İlk Albüm ve Büyük Çıkış
19 yaşındayken Dolores’in bir gazete ilanı sayesinde dahil olduğu o zamanki adıyla ‘The Cranberry Saw Us’ grubu daha sonra The Cranberries adını alıp ilk albümleri ‘Everybody Else is Doing It, So Why Can’t We?’i 1993 senesinde yayınladı. Bu albümden yayınladıkları ‘Dreams’ ve özellikle ‘Linger’ single’larıyla büyük ilgi toplayan grup, müzikal becerilerinin yanı sıra Dolores’in farklı vokaliyle müzik dünyasının dikkatini çekmeyi başardı. 1994 senesi grubun dünya çapında şöhretini katmerleyen bir seneydi. ‘No Need To Argue’ albümüyle pop ve rock dünyasını sarsan grup özellikle ‘Zombie’ şarkısıyla muhtemelen herkesin hayatına giriş yaptı.

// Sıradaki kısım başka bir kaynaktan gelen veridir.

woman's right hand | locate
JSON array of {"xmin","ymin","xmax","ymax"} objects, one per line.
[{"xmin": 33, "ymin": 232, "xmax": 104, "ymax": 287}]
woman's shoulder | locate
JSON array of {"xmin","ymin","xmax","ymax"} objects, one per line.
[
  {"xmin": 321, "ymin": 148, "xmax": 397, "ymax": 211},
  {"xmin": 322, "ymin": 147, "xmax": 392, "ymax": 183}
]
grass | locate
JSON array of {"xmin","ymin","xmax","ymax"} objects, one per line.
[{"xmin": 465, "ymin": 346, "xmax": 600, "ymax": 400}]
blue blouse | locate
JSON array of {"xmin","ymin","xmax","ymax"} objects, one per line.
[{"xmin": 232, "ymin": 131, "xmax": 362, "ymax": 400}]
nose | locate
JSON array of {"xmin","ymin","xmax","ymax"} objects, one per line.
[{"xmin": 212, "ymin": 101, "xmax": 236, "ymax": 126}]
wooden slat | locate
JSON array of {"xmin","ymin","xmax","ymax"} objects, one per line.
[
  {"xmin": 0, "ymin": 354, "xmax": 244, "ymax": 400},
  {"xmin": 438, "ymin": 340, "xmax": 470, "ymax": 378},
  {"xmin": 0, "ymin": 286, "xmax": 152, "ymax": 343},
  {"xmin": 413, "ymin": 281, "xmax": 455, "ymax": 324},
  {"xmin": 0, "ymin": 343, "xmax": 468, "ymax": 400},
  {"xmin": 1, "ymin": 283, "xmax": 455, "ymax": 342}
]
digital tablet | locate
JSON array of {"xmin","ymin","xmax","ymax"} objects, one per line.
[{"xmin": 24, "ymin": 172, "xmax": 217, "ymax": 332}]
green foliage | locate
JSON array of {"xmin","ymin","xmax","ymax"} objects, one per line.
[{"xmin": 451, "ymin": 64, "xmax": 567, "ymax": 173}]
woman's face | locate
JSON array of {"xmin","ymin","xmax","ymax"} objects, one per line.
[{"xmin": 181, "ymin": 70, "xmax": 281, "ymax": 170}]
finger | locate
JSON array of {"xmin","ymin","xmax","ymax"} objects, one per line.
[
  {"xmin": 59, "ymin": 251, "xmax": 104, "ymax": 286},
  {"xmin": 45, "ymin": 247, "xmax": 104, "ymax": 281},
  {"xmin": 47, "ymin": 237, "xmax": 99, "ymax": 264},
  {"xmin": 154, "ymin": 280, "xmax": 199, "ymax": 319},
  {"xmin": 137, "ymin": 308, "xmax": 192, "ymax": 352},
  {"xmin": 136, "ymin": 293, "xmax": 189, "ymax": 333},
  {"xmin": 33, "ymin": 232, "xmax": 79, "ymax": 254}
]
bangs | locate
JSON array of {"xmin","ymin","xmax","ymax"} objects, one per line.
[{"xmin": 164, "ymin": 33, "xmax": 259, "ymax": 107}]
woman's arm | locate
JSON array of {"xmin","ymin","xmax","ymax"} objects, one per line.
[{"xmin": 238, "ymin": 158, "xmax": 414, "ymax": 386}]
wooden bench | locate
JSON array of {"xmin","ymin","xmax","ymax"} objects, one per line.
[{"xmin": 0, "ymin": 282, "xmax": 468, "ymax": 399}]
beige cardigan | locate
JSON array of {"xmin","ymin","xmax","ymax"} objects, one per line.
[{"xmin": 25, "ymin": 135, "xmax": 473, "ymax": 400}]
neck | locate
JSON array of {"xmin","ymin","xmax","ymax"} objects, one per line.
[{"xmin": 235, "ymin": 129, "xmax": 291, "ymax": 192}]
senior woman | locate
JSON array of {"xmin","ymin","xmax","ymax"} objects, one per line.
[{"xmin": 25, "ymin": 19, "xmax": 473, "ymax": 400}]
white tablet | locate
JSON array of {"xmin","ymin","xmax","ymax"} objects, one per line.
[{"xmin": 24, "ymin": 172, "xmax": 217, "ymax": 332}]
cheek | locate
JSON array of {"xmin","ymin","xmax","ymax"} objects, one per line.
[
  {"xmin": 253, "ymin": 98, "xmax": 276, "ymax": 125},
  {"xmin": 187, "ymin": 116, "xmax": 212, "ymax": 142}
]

Her ne kadar ‘Linger’ ve ‘Dreams’ ile Dolores’i ve canım The Cranberries’i ilk defa duymuş olsam da, büyük bir çoğunluk gibi benim de kendilerini esas fark edişim ‘Zombie’ şarkısıyla olmuştur. Altın rengine boyanmış Dolores’in çığlıklar attığı o klibini ne çok beklerdim televizyonda yayınlansın da izleyeyim diye. Dün Dolores’in vefat haberini duyunca tüm anılar bir bir aklıma düştü.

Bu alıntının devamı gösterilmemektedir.